Face à cette inquiétante réalité des violences conjugales et intrafamiliales, de nombreux mouvements associatifs ont contribué à alerter et mobiliser l’opinion publique. Le Grenelle sur les violences conjugales, lancé en 2019, a permis de développer un plan d’action pour lutter contre les violences conjugales, en améliorant la prévention, la protection des victimes et la sanction des agresseurs. D’autres textes réglementaires et législatifs ont continué de faire avancer le combat contre les violences conjugales et intrafamiliales sur de nombreux aspects allant de la prévention, à l’accompagnement des victimes et au renforcement du suivi des auteurs de violences conjugales.
Pourtant, des incohérences législatives demeurent en ce qui concerne les sanctions applicables aux auteurs de violences. C’est le cas du droit des régimes matrimoniaux qui régit, selon les termes de l’article 1527 du code civil « les avantages que l’un ou l’autre des époux peut retirer des clauses d’une communauté conventionnelle, ainsi que ceux qui peuvent résulter de la confusion du mobilier ou des dettes ». L’avantage matrimonial permet ainsi au conjoint survivant d’obtenir une partie du patrimoine du conjoint décédé.

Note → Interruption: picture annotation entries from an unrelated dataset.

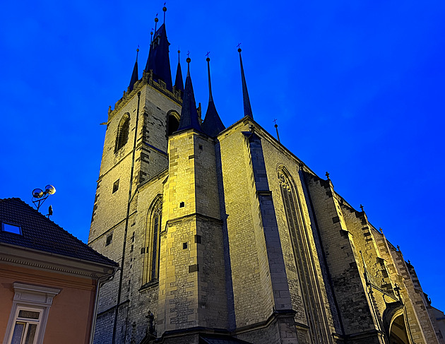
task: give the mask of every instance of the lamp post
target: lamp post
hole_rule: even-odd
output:
[[[43,204],[49,195],[53,195],[56,193],[56,188],[52,185],[47,185],[44,187],[44,191],[42,189],[35,189],[32,190],[32,203],[38,210],[40,206]],[[48,217],[52,215],[52,208],[49,206]]]

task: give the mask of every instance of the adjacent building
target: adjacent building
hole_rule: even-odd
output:
[[[117,263],[19,198],[0,200],[0,338],[93,343],[97,295]]]
[[[121,269],[95,343],[445,343],[400,249],[255,121],[241,49],[225,126],[210,64],[203,120],[169,45],[162,24],[108,113],[88,244]]]

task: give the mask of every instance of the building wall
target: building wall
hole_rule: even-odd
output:
[[[258,344],[383,344],[403,304],[410,340],[439,343],[415,273],[329,179],[248,117],[215,139],[192,129],[167,138],[179,102],[146,76],[109,116],[89,244],[121,271],[101,290],[96,343],[111,343],[113,324],[116,343],[196,343],[178,331],[211,328]],[[129,141],[114,152],[126,113]],[[150,209],[158,198],[159,276],[150,280]]]
[[[61,290],[49,309],[44,333],[45,344],[89,342],[95,281],[88,278],[4,263],[0,263],[0,338],[5,336],[14,297],[13,284],[18,282]]]

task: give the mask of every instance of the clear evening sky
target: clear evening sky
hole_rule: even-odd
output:
[[[0,198],[42,206],[86,242],[108,106],[145,68],[163,1],[4,1]],[[445,309],[445,1],[167,3],[172,71],[190,51],[196,102],[226,126],[243,116],[237,45],[254,117],[382,227]]]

En effet, le droit positif des régimes matrimoniaux ne reconnaît pas la notion « d’indignité successorale » pourtant stipulée dans les articles 726 et 727 du code civil qui permet d’exclure de la succession les personnes condamnées pour avoir « volontairement donné ou tenté de donner la mort au défunt ». Il est donc possible pour un époux ayant attenté à la vie de son conjoint de bénéficier légalement d’un avantage matrimonial. Cette situation devient particulièrement injuste et révoltante lorsque les époux ont choisi le régime de la communauté universelle avec attribution intégrale au survivant. Dans ce cas précis, l’application de l’avantage matrimonial tend à vider la succession de la personne décédée de toute substance et à léser ses héritiers.
La situation est d’autant plus inique pour les enfants issus du couple qui, contrairement aux enfants issus de précédentes unions, ne peuvent pas se prévaloir du bénéfice de l’action en retranchement qui permet de protéger les héritiers d’une privation de leur succession par l’avantage matrimonial.

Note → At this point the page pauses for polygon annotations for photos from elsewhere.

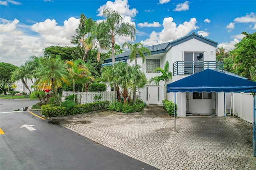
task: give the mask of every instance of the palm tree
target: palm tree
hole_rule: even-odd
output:
[[[30,93],[31,93],[31,91],[30,89],[25,81],[26,76],[28,74],[28,70],[24,65],[21,65],[20,67],[17,68],[12,72],[11,79],[13,81],[21,80],[25,87],[28,90]]]
[[[151,83],[154,81],[155,84],[159,85],[160,81],[164,81],[165,87],[166,88],[166,100],[168,100],[167,83],[168,82],[168,79],[172,79],[172,72],[169,71],[169,61],[167,61],[165,63],[164,66],[164,69],[160,67],[157,67],[154,70],[154,72],[157,71],[160,71],[162,73],[162,75],[151,77],[149,80],[149,84],[151,84]]]
[[[131,73],[134,74],[133,77],[134,78],[134,86],[132,88],[133,91],[132,105],[134,105],[136,103],[137,87],[143,87],[148,82],[148,79],[145,73],[140,69],[141,68],[141,66],[138,65],[133,65],[132,67]]]
[[[216,49],[216,59],[217,61],[223,61],[226,58],[229,57],[229,52],[223,47],[218,47]]]
[[[66,65],[60,55],[57,55],[55,58],[42,58],[36,73],[38,79],[35,83],[36,85],[41,89],[51,87],[56,102],[60,105],[61,101],[57,89],[61,87],[64,82],[69,84],[68,72]]]
[[[145,61],[144,54],[146,53],[148,55],[151,55],[150,50],[148,49],[148,48],[144,47],[141,42],[132,44],[129,42],[126,42],[123,44],[122,47],[123,48],[126,47],[131,50],[131,53],[129,56],[130,61],[132,61],[133,60],[135,60],[135,64],[136,65],[138,64],[137,63],[137,55],[138,56],[138,57],[142,57],[142,63],[144,63]]]
[[[107,8],[104,9],[103,16],[106,17],[106,20],[98,24],[96,33],[100,44],[104,44],[106,47],[111,47],[112,63],[114,66],[115,61],[115,36],[128,37],[134,41],[135,39],[135,27],[128,23],[122,22],[122,18],[119,14],[111,8]],[[115,99],[116,97],[116,85],[114,84]]]
[[[75,96],[75,83],[81,81],[90,79],[92,77],[88,68],[84,66],[84,62],[81,59],[74,61],[67,61],[66,63],[69,66],[68,71],[73,81],[73,92],[74,102],[76,102]]]
[[[142,63],[145,61],[145,55],[146,53],[148,55],[151,55],[151,52],[148,48],[144,47],[143,45],[141,42],[136,43],[132,44],[131,43],[126,42],[123,44],[123,48],[124,47],[128,47],[129,49],[131,50],[131,53],[129,56],[130,61],[132,61],[134,60],[135,61],[135,65],[138,65],[137,62],[137,55],[142,57]],[[133,91],[133,105],[135,104],[136,101],[136,91],[137,90],[136,88],[134,89]]]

Cette proposition de loi a donc pour objectif de mettre fin à ces injustices. Elle vise à préserver les intérêts des ex conjoints et des héritiers, en cas de divorce, de dissolution du PACS ou d’homicide conjugal. Elle a finalement vocation à éviter la double peine aux victimes et covictimes en préservant leur intégrité patrimoniale.
L’article 1er de cette proposition de loi permet d’étendre les cas d’ingratitude qui s’appliquent en cas de donation entre vifs (article 955 du Code civil) au droit des régimes matrimoniaux, afin d’empêcher la personne qui a commis un crime en tuant son conjoint d’hériter de ce dernier.
L’article 2 vise à encadrer l’appréciation de la situation patrimoniale du demandeur afin d’en exclure la résidence principale dont le demandeur est propriétaire ou titulaire d’un droit réel immobilier, les biens immobiliers détenus par le demandeur antérieurement à la date de son mariage ou de son PAC, ainsi que le patrimoine du demandeur reçu par donation ou succession, afin de limiter les situations où une dette fiscale pèse injustement et lourdement sur l’un des ex conjoints.
L’article 3 prévoit les dispositions relatives à la compensation de la charge pour l’État.